MITRABERITA.NET | Belum genap setahun menjabat sebagai Perdana Menteri Thailand, Paetongtarn Shinawatra kini menghadapi tekanan politik serius yang kembali menyeret nama besar keluarganya ke pusaran konflik lama yang telah membelah Politik Thailand selama lebih dari dua dekade.
Peneliti Universitas La Trobe dan pakar Kamboja, Gordon Conochie, mengomentari bocornya percakapan telepon antara Paetongtarn dan Presiden Senat Kamboja, Hun Sen. Percakapan itu diyakini memperkuat kecurigaan publik atas hubungan erat antara keluarga Shinawatra dan dinasti politik Hun di Kamboja.

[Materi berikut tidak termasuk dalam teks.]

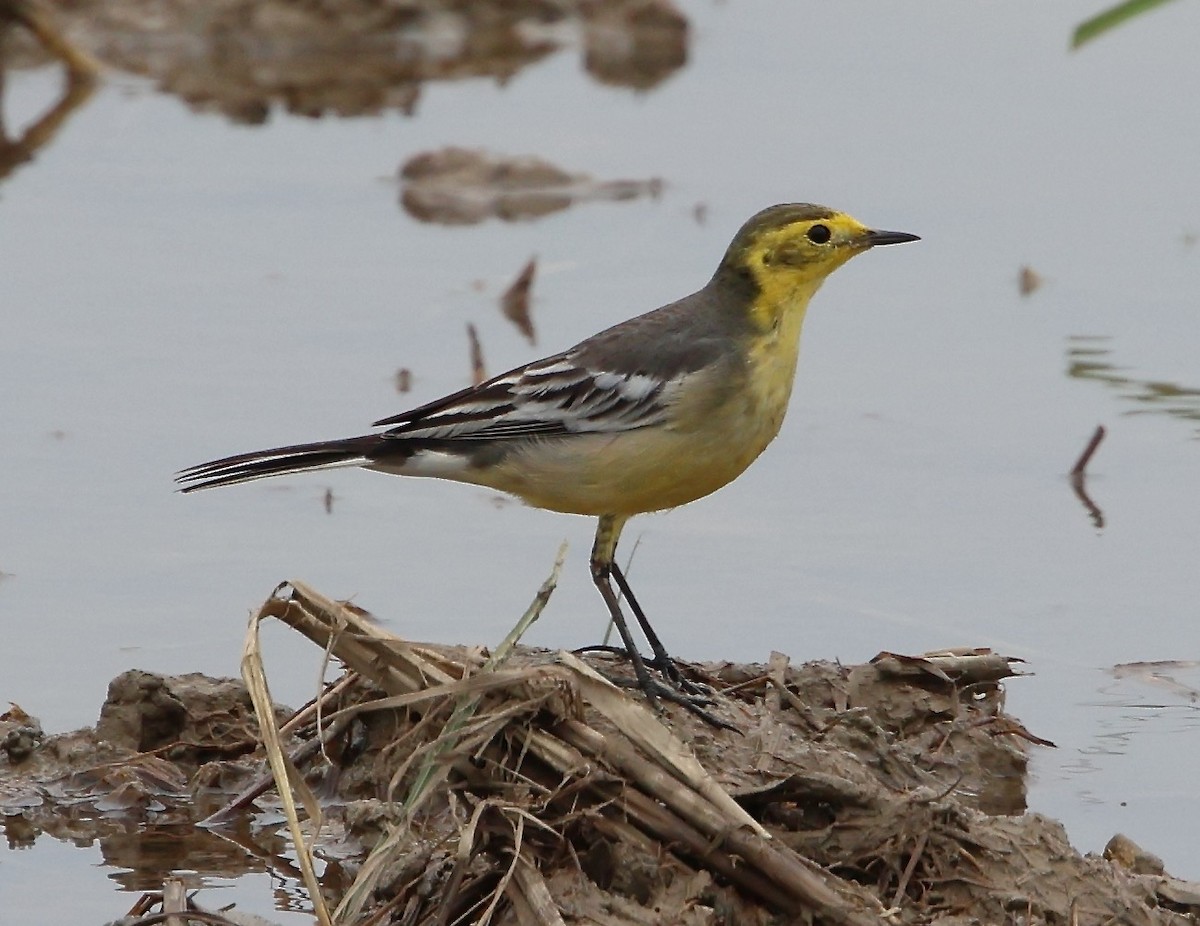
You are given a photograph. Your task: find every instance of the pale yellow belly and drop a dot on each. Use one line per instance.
(634, 471)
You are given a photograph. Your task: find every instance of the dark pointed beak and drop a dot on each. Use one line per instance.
(875, 239)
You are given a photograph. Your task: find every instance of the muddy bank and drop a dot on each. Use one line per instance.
(535, 792)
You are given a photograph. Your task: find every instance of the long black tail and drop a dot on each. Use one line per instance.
(277, 462)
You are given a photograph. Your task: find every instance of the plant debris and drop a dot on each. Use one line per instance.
(522, 787)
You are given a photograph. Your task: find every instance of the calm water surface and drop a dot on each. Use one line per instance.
(177, 287)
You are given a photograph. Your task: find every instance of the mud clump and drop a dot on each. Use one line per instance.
(846, 794)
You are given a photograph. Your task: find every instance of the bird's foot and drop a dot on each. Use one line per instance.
(675, 686)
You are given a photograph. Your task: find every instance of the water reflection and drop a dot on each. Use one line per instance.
(1089, 358)
(250, 55)
(78, 88)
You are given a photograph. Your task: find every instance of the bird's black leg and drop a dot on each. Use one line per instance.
(663, 661)
(603, 569)
(603, 566)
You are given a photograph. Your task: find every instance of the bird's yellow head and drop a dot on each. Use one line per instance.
(785, 252)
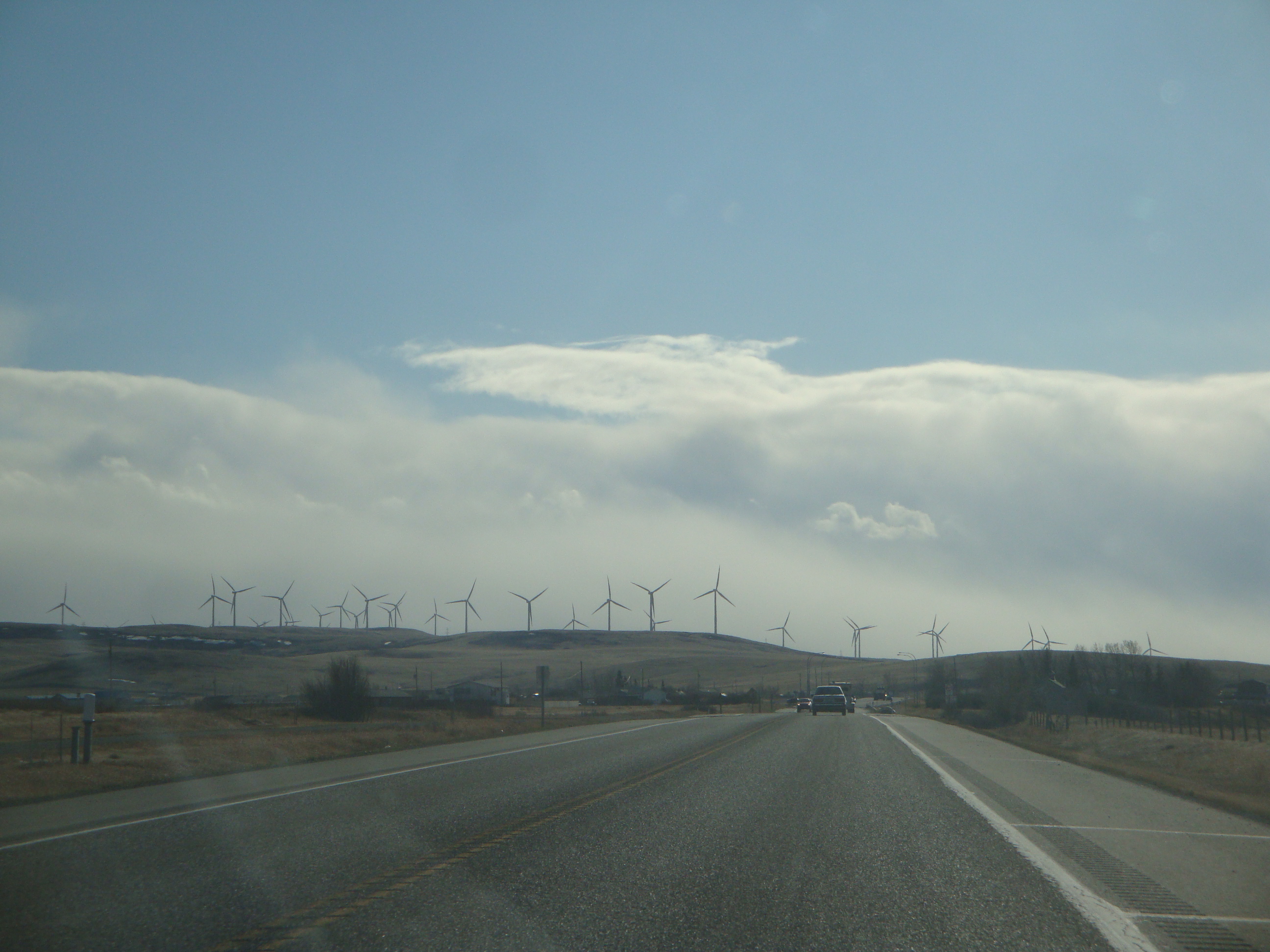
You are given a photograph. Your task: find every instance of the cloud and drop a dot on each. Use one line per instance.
(1099, 504)
(901, 522)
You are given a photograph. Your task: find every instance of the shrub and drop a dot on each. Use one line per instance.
(343, 695)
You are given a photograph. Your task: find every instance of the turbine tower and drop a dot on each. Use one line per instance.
(856, 642)
(717, 595)
(466, 603)
(366, 611)
(529, 607)
(655, 623)
(282, 605)
(1033, 642)
(213, 599)
(234, 595)
(609, 602)
(436, 615)
(395, 614)
(64, 607)
(784, 630)
(341, 610)
(936, 638)
(652, 602)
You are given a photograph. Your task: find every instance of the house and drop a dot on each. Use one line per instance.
(470, 691)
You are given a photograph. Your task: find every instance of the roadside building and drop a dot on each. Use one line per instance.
(474, 691)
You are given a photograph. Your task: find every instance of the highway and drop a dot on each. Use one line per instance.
(755, 832)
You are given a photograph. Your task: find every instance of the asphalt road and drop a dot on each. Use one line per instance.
(724, 833)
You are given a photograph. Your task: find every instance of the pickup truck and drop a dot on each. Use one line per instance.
(831, 700)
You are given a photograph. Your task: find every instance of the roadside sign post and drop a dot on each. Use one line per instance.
(543, 695)
(89, 717)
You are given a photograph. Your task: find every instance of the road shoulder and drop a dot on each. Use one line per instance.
(1192, 876)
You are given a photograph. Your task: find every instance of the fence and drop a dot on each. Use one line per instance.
(1221, 724)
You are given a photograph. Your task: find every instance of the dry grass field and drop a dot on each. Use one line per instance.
(135, 749)
(190, 661)
(1230, 775)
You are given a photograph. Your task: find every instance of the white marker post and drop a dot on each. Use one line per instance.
(89, 717)
(543, 693)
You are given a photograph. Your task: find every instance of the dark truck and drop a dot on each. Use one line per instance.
(832, 700)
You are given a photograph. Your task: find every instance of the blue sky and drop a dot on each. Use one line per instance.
(294, 292)
(209, 191)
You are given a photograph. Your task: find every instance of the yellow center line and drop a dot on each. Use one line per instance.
(296, 925)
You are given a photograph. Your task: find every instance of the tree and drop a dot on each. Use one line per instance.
(343, 695)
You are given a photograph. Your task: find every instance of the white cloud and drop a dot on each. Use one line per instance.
(900, 522)
(1099, 504)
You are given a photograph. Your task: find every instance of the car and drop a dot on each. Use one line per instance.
(831, 700)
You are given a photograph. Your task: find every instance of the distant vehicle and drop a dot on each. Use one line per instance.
(831, 698)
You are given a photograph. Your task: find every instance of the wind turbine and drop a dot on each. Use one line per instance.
(234, 595)
(784, 630)
(610, 603)
(653, 623)
(466, 603)
(282, 603)
(214, 599)
(341, 610)
(64, 607)
(936, 638)
(856, 642)
(395, 615)
(436, 615)
(652, 602)
(366, 611)
(529, 608)
(717, 595)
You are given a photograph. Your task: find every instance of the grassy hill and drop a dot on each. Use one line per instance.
(198, 661)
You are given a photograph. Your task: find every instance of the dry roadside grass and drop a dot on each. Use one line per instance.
(1230, 775)
(260, 738)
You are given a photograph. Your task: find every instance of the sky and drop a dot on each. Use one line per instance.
(883, 310)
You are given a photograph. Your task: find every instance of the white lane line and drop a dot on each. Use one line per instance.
(331, 784)
(1134, 829)
(1202, 918)
(1118, 927)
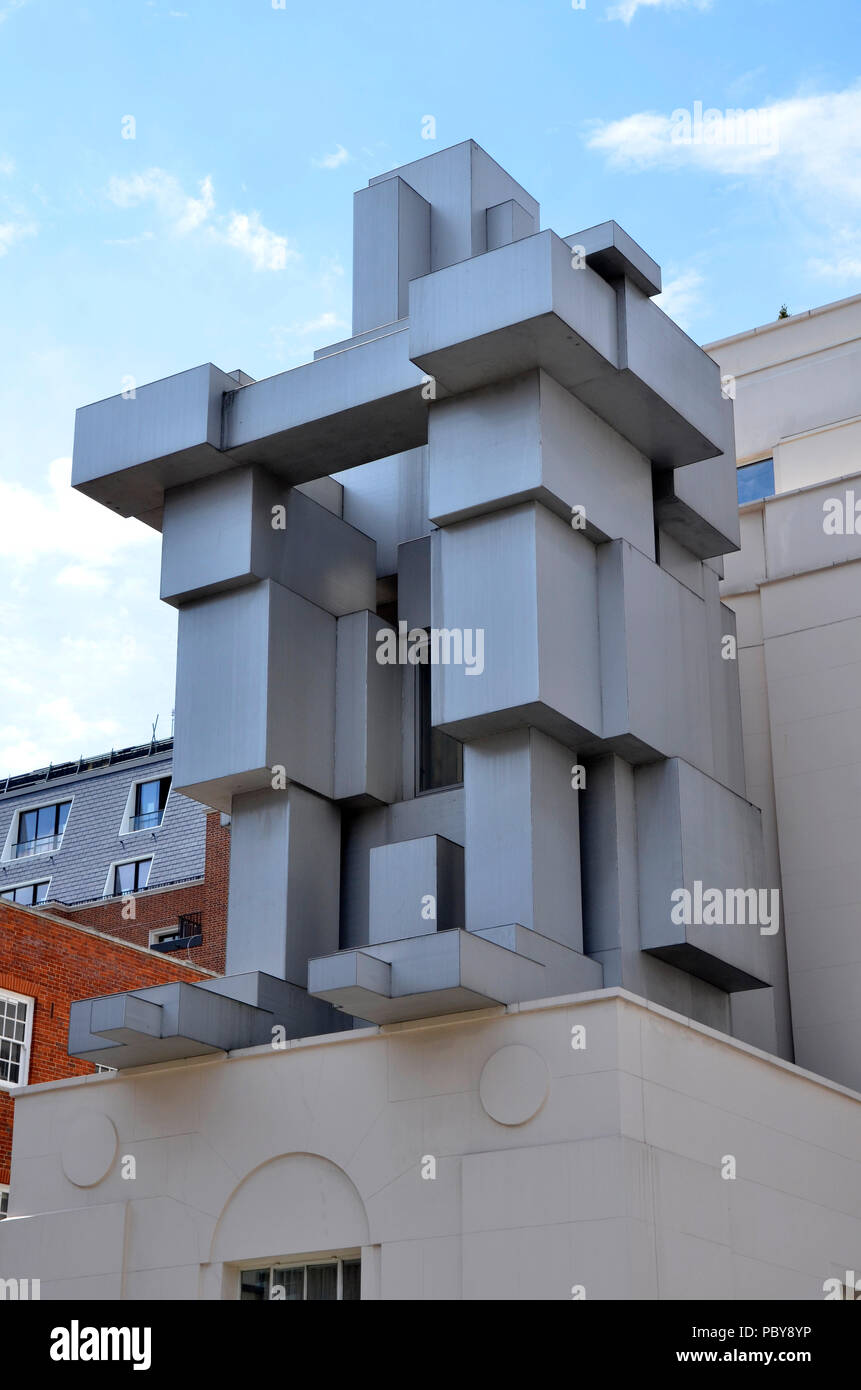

“Itulah kerugian terbesar bagi perdana menteri Thailand. Sekarang dia harus berusaha menjauhkan diri dari itu,” katanya seperti yang dikutip dari ABC, Selasa 1 Juli 2025.
Kedekatan itu, menurut banyak pengamat, menambah tekanan terhadap Paetongtarn di tengah konflik abadi antara dua kekuatan utama di Thailand, yaitu dinasti politik Shinawatra dan kelompok elite konservatif yang didukung militer.
Ketegangan antara kedua kubu telah menjadi poros utama gejolak politik Thailand, menciptakan siklus krisis berkepanjangan berupa kudeta militer, pembubaran partai politik, dan pemberhentian perdana menteri.
Kini, Paetongtarn menjadi simbol lanjutan dari perseteruan tersebut. Ia memasuki medan pertarungan yang telah menumbangkan ayah dan bibinya, Thaksin dan Yingluck Shinawatra.
Sebelumnya, kedua pejabat tersebut juga sempat menduduki kursi perdana menteri Thailand sampai akhirnya digulingkan oleh kekuatan politik yang sama.
Perkembangan politik yang terjadi pada Selasa 1 Juli 2025 dianggap oleh banyak pihak sebagai momen berbahaya yang berpotensi menandai awal dari keruntuhan pengaruh keluarga Shinawatra di kancah perpolitikan.
Dilaporkan Al-Jazeera, Thaksin Shinawatra yang tak lain adalah ayah Paetongtarn dan mantan PM Thailand yang kini telah kembali dari pengasingan, juga menghadapi kasus hukum serius.
Ia hadir di Pengadilan Pidana Bangkok untuk menjalani sidang perdana atas tuduhan menghina monarki Thailand.
Menurut pengacaranya, Thaksin membantah tuduhan tersebut dan menegaskan kesetiaannya terhadap kerajaan. Kasus ini berasal dari wawancara yang ia lakukan pada tahun 2015 saat berada di luar negeri.
Tuduhan penghinaan terhadap monarki merupakan perkara serius di Thailand, dengan ancaman hukuman hingga 15 tahun penjara jika terbukti bersalah.
Thaksin sebelumnya telah menjalani masa penahanan atas kasus konflik kepentingan dan penyalahgunaan kekuasaan. Ia baru kembali ke Thailand pada 2023 setelah 15 tahun hidup dalam pengasingan.
Dengan tekanan hukum terhadap Thaksin di satu sisi dan krisis politik yang membelit Paetongtarn di sisi lain, keluarga Shinawatra kembali berada di bawah sorotan tajam publik dan elite kekuasaan Thailand.
Situasi ini memperlihatkan betapa dalam dan berlarutnya konflik lama yang terus menjadi momok bagi stabilitas demokrasi di Negeri Gajah Putih.